I had a vision of her wandering a hollow version of So Ameda and never knowing the difference. To banish that depressing thought, I turned to the practical. “Even without my locator, I still found you. This is a big town, there must be at least a few more like you out there that we can find.”
“Like me,” he said quietly. “Yeah, about that…There may not be anyone else like me.”
“What does that mean?”
“I was trying to think of a good way to tell you, since today’s the day for dumping crazy news on people.” He let out a long breath through his teeth. “I’m not from here.”
“Not from Earth, Reid.”
Facing him in silence, I discovered that no amount of strange new encounters can prepare you for the moment the old and familiar suddenly becomes the strange encounter.
“You’re from another domain,” I said slowly.
“If that’s what you want to call it.”
“You’re — I — ”
He kept quiet and gave me space to come to grips, looking away and stroking Great Red anxiously.
“I thought you were adopted from Pakistan! Even the teachers think so.”
“When did I ever say that?”
“You totally…um, wait. Give me a second.”
“Better question. Where did you first hear that rumor?”
“I dunno. Martha, probably.”
“You really think Martha knows what a Pakistani looks like? She made it up, or someone else did and she passed it on.”
“And you just went along with it?”
“I never denied it. It was easier than making something up myself. I was grateful, really — just had to do enough research to answer the same three or four questions you guys would ask.”
“I asked more questions than that.”
“Which is why —”
“— you started saying you were too little to remember!” It was finally making sense, the hidden layer of Nik that had kept me curious all these years. It was easy enough to buy the nationality the rumor mill had assigned him, because I couldn’t have guessed with any confidence. With his dark skin and hair, something African or vaguely Middle Eastern would have been the limit of my conjecture, but the truth was he didn’t quite have the features of any race I recognized. Because of course he wouldn’t.
“Oh, shoot. Are you an alien?”
“You can tell me! Is that why you’re so flexible? Please tell me you’re one of those robots with a little dude in your head.”
“Even more no.”
“How do we prove it, though? Let’s see, everyone knows robots don’t have boogers…”
“Want me to blow my nose on you, dingus? Keep this up if you really want to see my snot up close.”
“I’m just messing.”
“Yeah, I know. Look, I think I’m human. Pretty sure my doctor or dentist would’ve said something by now.”
“And we both hit puberty around the same time, didn’t we?”
“That’s another thing. I couldn’t actually tell you how old I am. Not in years. We didn’t do birthdays back home that I recall. The agency had to take a guess based on how I looked.”
“Is that why you stopped having birthday parties?”
“Nah, that was your fault. You traumatized me that time you puked all over the piñata.”
“No, for real.”
“Maybe I was tired of getting the same Power Ranger sword from three different people.”
“Dude, it’s okay. It’s me.”
He relented and dropped the flippancy. “Yeah, that’s why we stopped. It got too weird for me, knowing it wasn’t real. Making me think too much about…home.”
“Home. Right.” I refocused. “Why are you here? How are you here? What was it like where you came from?”
“Where to even start with that,” he sighed. “My parents didn’t tell me why we had to leave home, just that it wasn’t safe there anymore. After that we were walking what felt like forever, days, weeks, I don’t know. Sometimes there were other groups walking with us. That and being hungry is what I mostly remember, hungry all the time. Starving.”

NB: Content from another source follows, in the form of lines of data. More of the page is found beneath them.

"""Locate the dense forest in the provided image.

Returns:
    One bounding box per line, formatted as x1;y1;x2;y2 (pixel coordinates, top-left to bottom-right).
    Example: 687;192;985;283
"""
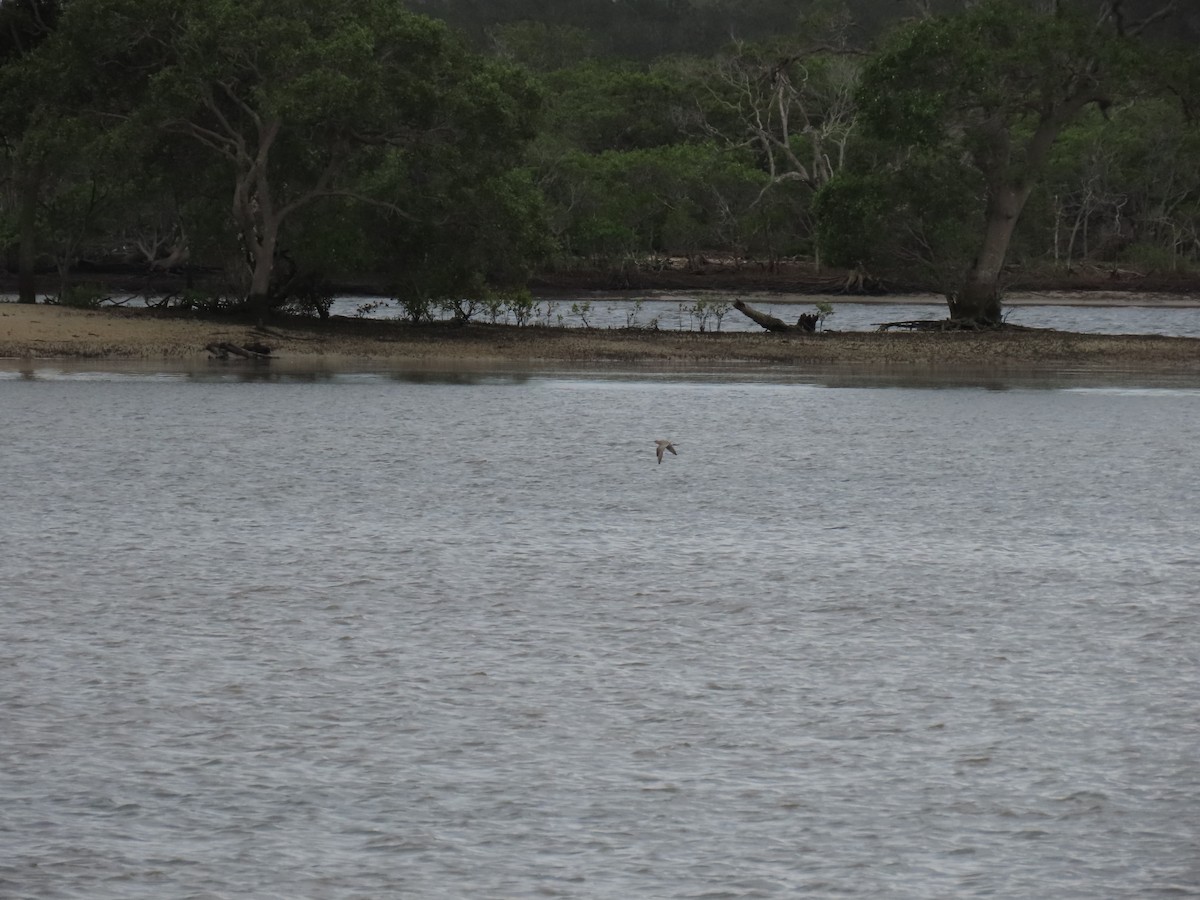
0;0;1200;322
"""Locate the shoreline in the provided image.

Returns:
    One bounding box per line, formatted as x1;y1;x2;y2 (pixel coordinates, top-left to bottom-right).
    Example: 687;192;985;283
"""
0;304;1200;374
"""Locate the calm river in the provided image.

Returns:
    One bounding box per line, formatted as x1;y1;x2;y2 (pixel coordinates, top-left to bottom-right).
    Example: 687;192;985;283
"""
0;364;1200;900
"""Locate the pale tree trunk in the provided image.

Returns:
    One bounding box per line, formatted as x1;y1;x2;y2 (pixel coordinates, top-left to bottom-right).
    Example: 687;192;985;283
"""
949;185;1030;324
233;121;283;325
948;97;1098;325
17;166;42;304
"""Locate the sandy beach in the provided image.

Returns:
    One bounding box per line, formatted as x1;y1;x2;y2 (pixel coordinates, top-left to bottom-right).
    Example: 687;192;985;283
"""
0;304;1200;373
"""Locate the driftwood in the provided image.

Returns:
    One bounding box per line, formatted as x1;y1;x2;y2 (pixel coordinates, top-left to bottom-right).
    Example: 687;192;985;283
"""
204;341;271;360
733;300;817;332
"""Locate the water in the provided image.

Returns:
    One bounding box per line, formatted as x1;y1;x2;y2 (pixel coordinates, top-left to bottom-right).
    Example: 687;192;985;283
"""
0;366;1200;900
9;292;1200;337
331;292;1200;337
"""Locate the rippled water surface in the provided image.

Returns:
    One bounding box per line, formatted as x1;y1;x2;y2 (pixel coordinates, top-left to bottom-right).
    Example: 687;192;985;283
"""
0;368;1200;899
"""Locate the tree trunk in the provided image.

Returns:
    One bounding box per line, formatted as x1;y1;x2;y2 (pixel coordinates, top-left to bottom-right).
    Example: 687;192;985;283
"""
949;185;1030;325
733;300;792;331
17;167;42;304
733;300;820;334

It was the first time I’d heard him say “my parents”. He couldn’t mean Tanya and Gavin Alwyn. It was jarring, after feeling bad for him that he’d never known his birth family, to instead feel bad that he had known and lost them.
“What happened to — ”
“I don’t want to talk about that part. Let’s just say it was only me and my dad by the end.” His demeanor was stoic throughout the story, but it was costing him some effort.
“I was too weak to really move much or do anything, all I remember is people talking, some of them in a language I didn’t know. Men in strange clothes. My dad told me I had to go with them, they would take me somewhere safe, but he couldn’t come. He was really weak too by that point. Then I remember lights, wind, high-pitched sound like a siren, and feeling like I was falling for a really long time.” He threw a rock as high and far as he could, watching its arc until it bounced to a stop far away on the asphalt. “After that all my memories are from here.”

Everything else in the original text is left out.